I know that comparisons are ridiculous and you just can't compare your children to other people's kids - because they're all going to have their unique attributes and strengths, and then other areas where they struggle.

I have to wonder though whether the issue is nature or nurture. Is it something in the way we are parenting these three children that they are so full of fire and life?

Is there something I could be doing differently that would have my daughter be less adorably cheeky, and more adorably adorable?

Yet, even if there were something I could do to take away her cheekiness and strength... I'm not sure that I would really want to.

I really love my children. I love them just the way they are. I know they are not the easiest children in the world, and I can see for myself that a lot of my friends have easier children... sweet kids that are more mild-mannered and peaceful.

My kids are a handful and that's a fact. We all know it, they are a rough-and-tumble rowdy kind of bunch that giggle and yell and dance and jump and fight with each other and mouth off to me frequently. Trying to tame them is like trying to sedate a barrel of monkeys. The only way to do it would be to medicate them away from their own vibrant, vital personalities. I would never do that.

From what our mothers tell us, my husband and I realize that there is a REASON why our children are so full of beans... apparently, they get it directly from us.

I was never a violent child but I had strong, passionate emotions - tempestuous emotions. I think this can be seen in my children. My husband was so loud as a child that his father (a doctor) joked about removing his vocal chords. He also loved a good debate (still does!) and thrived on exercise and athletics. So the fact that our children are loud, emotional and full of energy seems to have roots in the obvious.

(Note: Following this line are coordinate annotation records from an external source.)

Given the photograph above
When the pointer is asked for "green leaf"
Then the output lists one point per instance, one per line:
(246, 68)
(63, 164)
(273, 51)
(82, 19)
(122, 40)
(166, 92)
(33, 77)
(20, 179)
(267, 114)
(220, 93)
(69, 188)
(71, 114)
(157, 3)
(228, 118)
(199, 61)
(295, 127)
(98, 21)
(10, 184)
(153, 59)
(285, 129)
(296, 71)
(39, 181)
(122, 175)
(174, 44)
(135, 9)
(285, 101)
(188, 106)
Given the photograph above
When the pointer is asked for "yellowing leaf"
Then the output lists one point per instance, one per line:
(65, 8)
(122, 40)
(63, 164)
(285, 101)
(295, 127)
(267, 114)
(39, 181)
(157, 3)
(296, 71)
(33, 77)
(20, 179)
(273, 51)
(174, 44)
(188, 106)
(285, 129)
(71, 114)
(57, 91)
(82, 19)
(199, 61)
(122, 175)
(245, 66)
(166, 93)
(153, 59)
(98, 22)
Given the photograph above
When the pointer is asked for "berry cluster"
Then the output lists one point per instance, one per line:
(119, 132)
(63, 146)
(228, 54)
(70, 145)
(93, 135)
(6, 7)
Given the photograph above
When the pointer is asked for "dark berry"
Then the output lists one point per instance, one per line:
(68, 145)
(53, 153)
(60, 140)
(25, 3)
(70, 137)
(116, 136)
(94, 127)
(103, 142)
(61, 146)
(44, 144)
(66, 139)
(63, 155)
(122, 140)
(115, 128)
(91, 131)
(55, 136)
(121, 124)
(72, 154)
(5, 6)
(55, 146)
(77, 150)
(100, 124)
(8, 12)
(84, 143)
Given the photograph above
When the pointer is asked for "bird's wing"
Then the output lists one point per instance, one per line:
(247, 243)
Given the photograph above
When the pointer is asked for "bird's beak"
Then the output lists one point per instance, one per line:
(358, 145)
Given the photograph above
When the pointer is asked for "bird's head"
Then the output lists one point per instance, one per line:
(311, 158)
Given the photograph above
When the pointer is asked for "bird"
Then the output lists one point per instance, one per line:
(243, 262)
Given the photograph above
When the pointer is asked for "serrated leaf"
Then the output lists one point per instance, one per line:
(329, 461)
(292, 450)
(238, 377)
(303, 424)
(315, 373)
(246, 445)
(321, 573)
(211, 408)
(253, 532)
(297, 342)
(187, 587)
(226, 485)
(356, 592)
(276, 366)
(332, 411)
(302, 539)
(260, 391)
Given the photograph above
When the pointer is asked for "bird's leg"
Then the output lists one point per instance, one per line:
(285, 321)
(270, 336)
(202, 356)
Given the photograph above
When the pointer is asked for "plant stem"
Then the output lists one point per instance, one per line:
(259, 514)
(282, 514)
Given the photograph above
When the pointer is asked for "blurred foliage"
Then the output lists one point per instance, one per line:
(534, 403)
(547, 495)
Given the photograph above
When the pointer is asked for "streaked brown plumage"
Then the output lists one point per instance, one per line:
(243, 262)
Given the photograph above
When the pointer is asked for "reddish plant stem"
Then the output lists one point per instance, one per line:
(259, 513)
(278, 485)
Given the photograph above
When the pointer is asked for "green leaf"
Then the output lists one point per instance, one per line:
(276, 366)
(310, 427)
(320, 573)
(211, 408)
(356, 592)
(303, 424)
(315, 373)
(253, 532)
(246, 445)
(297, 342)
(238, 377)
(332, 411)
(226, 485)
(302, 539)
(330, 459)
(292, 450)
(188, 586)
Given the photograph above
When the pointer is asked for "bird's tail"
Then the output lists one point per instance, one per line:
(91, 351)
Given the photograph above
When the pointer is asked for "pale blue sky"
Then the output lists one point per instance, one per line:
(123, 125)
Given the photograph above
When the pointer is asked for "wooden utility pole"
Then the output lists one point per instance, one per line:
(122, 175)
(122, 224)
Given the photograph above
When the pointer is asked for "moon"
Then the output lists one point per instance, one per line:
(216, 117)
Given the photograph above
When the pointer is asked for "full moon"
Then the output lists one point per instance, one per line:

The saving grace in this is that maybe they will get some of our best characteristics too - our love of music, learning, life and friends. Our joy in nature, and our optimism. I would love it if they could experience some of the blessings we've derived from our personalities... maybe our open minds, warm and loving hearts, or the capacity for loyalty and integrity that he and I both possess.

So... in the end, despite my twinge of jealousy (and admiration) for the wonderful job my friend and her husband are doing with their beautiful and precious daughters; I look at our own unique, inventive, creative and enthusiastic children and know that I would not trade them for anything.

They are my rough diamonds, my cherubs with a twinkle in their eyes. They make me laugh, they make me cry, they fill my heart with true love. They make me the mother and woman I am today.